SPEAKING OF SPORTS
December 1999
by Barry Stagg
Greedy professional baseball players are leading the way this Christmas season in making ridiculous and outrageous claims to inflated salaries. With the World Series barely over for two weeks at the writing of this column, it is apparent that the sporting euphoria of the baseball season that peaked during the World Series has been replaced by the heavy and negative aura of greedy, young baseball players and their agents wanting impossibly high salaries.
In Toronto, the most outrageous examples are those two homebred babies, Carlos Delgado and Shawn Green. These are two fellows who have succeeded in winning nothing and have stood by running up impressive personal statistics while their team, the Toronto Blue Jays has collapsed during every season in which they have been leading the team. In these circumstances they both, of course, are refusing to sign contracts with the Blue Jays even when offered salaries that amount to about $10 million a year over five years. They should and are being ridiculed in the Toronto sporting press but even their patently selfish action pale in comparison to the excruciatingly self-absorbed actions of Seattle's Ken Griffey.
Griffey has been offered a contract which totals somewhere in the vicinity of $130 million in U.S. funds. As far as I can figure from various reports his salary would be in the vicinity of $17 to $18 million dollars per year. Despite this offer, which has been placed madepublic by his team, the Seattle Mariners, he has indicated that he must be traded from Seattle because he wishes to spend more time at home with his family who live, conveniently, in Florida.
Some of the Seattle sports writers have mentioned to Mr. Griffey in print that if he had been so concerned about spending time with his family then maybe he ought not to have moved them from Seattle to Florida several years ago. One particularly brazen sports reporter even suggested that Griffey might quit baseball altogether if being home in front of his trophy case with his family 100% of the time is paramount in his thoughts.
Obviously, the suggestion, which is never far from the surface here, is that Mr. Griffey is looking to be traded or to become a free agent not because of any super enhanced sense of paternity but rather because he wants to make even more money then the already obscene salary of $17 million dollars a year offered to him by his present team.
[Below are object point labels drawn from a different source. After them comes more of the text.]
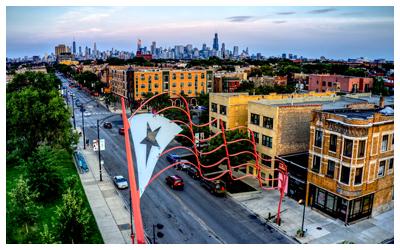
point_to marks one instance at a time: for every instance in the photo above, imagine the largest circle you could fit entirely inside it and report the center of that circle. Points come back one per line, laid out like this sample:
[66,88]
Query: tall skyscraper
[235,50]
[74,46]
[215,45]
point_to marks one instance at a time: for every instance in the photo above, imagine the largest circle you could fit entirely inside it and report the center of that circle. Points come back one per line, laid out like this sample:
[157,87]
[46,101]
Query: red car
[174,181]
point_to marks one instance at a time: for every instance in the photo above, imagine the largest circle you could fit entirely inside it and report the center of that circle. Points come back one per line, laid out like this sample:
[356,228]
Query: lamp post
[304,209]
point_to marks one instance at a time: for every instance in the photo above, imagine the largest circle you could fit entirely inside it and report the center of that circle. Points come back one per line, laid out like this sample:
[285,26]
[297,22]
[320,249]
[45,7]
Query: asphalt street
[191,215]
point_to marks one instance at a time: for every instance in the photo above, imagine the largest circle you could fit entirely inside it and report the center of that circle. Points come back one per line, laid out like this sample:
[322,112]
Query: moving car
[172,158]
[183,165]
[215,186]
[174,181]
[120,182]
[193,172]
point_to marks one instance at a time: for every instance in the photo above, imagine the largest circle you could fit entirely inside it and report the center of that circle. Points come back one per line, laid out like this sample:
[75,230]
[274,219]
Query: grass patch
[17,233]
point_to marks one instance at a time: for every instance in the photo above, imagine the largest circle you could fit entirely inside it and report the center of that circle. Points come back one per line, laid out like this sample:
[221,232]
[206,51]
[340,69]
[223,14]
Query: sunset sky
[337,32]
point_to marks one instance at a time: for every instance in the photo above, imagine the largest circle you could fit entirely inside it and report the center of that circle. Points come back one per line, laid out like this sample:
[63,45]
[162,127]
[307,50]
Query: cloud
[285,13]
[322,11]
[241,18]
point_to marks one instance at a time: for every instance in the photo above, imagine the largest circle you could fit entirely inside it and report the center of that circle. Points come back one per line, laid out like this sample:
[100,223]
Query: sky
[336,32]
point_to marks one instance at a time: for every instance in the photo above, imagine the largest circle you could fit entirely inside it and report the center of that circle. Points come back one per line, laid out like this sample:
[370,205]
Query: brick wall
[294,128]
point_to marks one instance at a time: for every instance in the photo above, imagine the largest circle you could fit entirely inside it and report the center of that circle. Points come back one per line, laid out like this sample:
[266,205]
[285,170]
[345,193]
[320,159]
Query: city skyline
[335,32]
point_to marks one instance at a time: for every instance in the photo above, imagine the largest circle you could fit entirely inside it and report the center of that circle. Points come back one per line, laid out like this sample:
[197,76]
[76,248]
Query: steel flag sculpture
[165,131]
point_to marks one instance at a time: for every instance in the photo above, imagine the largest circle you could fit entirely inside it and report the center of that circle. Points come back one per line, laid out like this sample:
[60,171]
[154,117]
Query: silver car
[120,182]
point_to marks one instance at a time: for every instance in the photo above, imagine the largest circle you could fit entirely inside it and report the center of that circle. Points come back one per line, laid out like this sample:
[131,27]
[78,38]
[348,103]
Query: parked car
[120,182]
[215,186]
[183,165]
[172,158]
[193,172]
[174,181]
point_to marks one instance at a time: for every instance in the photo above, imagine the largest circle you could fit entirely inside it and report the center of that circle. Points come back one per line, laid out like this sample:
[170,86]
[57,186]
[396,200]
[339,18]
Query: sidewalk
[109,210]
[330,231]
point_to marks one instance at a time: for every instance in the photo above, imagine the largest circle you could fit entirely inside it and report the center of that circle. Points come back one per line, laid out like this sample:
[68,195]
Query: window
[256,137]
[381,171]
[255,119]
[333,143]
[345,175]
[268,122]
[331,169]
[316,163]
[385,140]
[222,109]
[348,148]
[266,157]
[214,107]
[318,138]
[361,149]
[358,177]
[267,141]
[391,163]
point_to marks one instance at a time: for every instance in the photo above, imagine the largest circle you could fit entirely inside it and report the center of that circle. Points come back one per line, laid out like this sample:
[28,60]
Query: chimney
[382,102]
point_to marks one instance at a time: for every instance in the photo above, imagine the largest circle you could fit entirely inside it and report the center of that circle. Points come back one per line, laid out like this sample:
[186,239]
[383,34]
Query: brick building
[351,158]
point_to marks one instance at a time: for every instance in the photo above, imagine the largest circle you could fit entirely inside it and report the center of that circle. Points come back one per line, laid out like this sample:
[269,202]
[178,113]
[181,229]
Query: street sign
[102,144]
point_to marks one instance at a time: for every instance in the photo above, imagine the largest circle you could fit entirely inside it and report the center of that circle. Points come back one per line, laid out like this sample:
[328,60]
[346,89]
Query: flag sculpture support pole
[132,182]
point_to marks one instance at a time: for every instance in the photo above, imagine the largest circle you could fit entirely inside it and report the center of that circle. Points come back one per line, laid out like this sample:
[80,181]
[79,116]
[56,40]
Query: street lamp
[159,233]
[301,201]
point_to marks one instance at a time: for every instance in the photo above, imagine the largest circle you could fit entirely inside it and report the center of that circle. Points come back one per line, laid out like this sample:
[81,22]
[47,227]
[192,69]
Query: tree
[233,148]
[379,88]
[22,208]
[34,116]
[41,171]
[267,70]
[73,218]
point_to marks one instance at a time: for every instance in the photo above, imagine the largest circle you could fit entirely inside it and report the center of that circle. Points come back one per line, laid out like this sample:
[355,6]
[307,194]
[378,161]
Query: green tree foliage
[40,80]
[379,88]
[267,70]
[35,115]
[22,209]
[73,218]
[233,148]
[41,171]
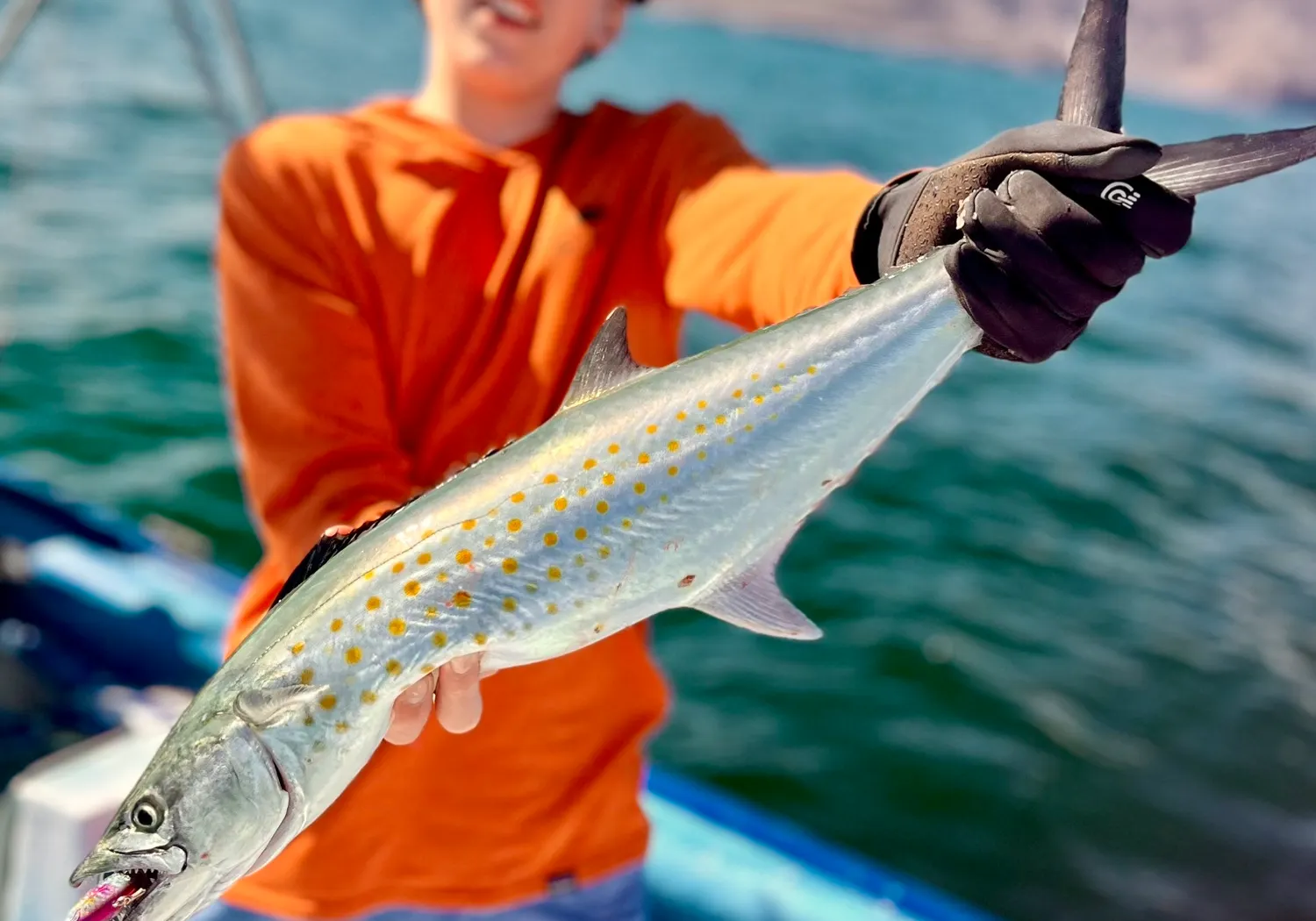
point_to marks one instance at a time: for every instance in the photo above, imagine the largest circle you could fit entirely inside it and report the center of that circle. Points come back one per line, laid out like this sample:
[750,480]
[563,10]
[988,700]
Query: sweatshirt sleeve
[747,244]
[308,403]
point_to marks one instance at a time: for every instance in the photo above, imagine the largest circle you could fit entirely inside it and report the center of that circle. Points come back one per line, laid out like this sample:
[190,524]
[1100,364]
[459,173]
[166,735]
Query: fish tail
[1094,96]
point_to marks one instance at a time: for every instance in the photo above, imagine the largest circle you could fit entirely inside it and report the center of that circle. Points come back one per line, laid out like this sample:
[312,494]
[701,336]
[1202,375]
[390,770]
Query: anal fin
[752,600]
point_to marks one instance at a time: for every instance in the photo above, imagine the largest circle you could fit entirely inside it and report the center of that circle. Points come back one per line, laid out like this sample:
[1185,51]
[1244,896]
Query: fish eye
[147,815]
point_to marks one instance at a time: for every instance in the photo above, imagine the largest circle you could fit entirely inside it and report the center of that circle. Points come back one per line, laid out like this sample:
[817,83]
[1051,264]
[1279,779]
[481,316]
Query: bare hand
[452,692]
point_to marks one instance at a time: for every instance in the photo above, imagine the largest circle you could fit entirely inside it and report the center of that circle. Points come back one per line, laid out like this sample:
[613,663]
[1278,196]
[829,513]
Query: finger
[1108,254]
[1007,312]
[1023,254]
[460,704]
[411,710]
Certainly, many fans are wishing a plague of economic devastation upon professional sports in general. The baseball examples are just the most obvious and irritating examples of how baseball and its counterparts are destroying the enjoyment of sports for fans everywhere.
There seems to be very little Christmas spirit in any of these athletes and the various hangers-on who profit from their obscene claims to compensation. Perhaps the ghost of Christmas past has a Dickensian role to play in the dreams of these fickle and pampered creatures.
Until next month, next year: Be proud, be prosperous.